盛岡タイムス Web News 2012年 1月 4日 (水)

       

■ 〈東日本大震災〉カキ小屋を再建 山田町の鈴木敏彦さん

     
  再建した作業場でホタテの耳吊り作業に励む、鈴木敏彦さん  
  再建した作業場でホタテの耳吊り作業に励む、鈴木敏彦さん  
  山田町大沢のカキ養殖業、鈴木敏彦さん(53)。昨年12月、大沢漁港の堤防添いに作業小屋を再建した。同じ通りにいくつもあった同業者の作業場は津波でほとんど流された。一帯はがれきが片付き、建物の土台ばかりが目立つ。小さいながらも、いち早く自分の作業場を持つことは、復興への熱意の証だ。

  鈴木さんは産地直送の宅配を中心に販路を広げてきた。盛岡市手代森の産直・花山野(かあさんや)でもおなじみ。季節になると新鮮な海の幸を携えて、妻の陽子さん(53)と売り場に立ち、内陸の人たちとも交流が深かった。

  人の3、4倍は手間を掛けて育てていたという、こだわりのカキ、ホタテ。口コミでファンが増え、県内はもちろん、遠くは沖縄県石垣島まで直送していた。

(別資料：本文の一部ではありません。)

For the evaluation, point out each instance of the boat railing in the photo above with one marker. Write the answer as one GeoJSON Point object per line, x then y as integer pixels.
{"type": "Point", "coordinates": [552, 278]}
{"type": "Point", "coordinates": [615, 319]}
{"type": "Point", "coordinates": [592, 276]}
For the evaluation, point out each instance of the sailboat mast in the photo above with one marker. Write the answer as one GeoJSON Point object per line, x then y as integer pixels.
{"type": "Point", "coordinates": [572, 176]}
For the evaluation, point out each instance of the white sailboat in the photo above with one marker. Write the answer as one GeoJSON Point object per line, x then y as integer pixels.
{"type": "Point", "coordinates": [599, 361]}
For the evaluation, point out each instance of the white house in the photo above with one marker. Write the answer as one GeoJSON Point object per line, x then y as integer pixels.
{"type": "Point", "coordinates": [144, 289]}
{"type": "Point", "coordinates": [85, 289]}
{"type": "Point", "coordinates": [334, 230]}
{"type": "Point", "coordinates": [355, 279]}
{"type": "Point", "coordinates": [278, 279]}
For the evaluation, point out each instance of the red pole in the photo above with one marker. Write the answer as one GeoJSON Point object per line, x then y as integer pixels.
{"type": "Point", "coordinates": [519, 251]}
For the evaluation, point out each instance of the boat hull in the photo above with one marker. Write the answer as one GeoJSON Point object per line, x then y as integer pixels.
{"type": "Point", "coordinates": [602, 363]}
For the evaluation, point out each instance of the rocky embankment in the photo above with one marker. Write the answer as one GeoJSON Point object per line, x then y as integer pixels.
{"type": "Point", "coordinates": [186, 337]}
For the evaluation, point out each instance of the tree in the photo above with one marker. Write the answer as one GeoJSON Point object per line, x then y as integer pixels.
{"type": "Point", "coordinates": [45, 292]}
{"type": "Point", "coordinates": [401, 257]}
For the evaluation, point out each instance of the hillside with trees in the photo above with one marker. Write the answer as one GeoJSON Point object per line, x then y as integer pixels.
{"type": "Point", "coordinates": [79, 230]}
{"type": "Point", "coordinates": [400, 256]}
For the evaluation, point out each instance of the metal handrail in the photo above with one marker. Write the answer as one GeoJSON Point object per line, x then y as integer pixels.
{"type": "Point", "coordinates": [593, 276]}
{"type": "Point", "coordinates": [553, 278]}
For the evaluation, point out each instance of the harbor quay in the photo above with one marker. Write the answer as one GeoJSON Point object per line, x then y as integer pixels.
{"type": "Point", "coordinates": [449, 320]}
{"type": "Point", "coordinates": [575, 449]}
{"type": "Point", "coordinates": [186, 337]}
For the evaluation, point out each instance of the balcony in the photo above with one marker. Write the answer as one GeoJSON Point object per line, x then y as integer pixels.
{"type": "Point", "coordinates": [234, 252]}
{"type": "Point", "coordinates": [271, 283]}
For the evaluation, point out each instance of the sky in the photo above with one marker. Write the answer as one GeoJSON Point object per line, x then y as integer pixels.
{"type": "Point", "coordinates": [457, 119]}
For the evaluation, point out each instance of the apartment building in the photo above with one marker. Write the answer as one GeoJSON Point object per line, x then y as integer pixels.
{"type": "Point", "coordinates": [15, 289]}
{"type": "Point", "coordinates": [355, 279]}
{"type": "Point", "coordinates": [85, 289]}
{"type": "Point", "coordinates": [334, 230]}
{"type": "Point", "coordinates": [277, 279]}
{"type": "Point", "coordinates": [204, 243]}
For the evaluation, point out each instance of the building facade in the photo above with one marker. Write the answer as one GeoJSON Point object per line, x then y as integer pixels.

  例年8月から9月にかけては、船に風呂釜を積んで養殖いかだへ向かう。育成中のカキを60度前後の湯で洗い、シュウリガイなど周りに付着している余分なものを取り除くと生育がよくなり、産卵時期も早まる。一般的なカキが出荷時期を迎える少し前に、しっかり実の入ったカキに仕上がり、味にも深みが出るという。こうした一つ一つの作業の積み重ねが、全国の食通をうならせるカキを育てる。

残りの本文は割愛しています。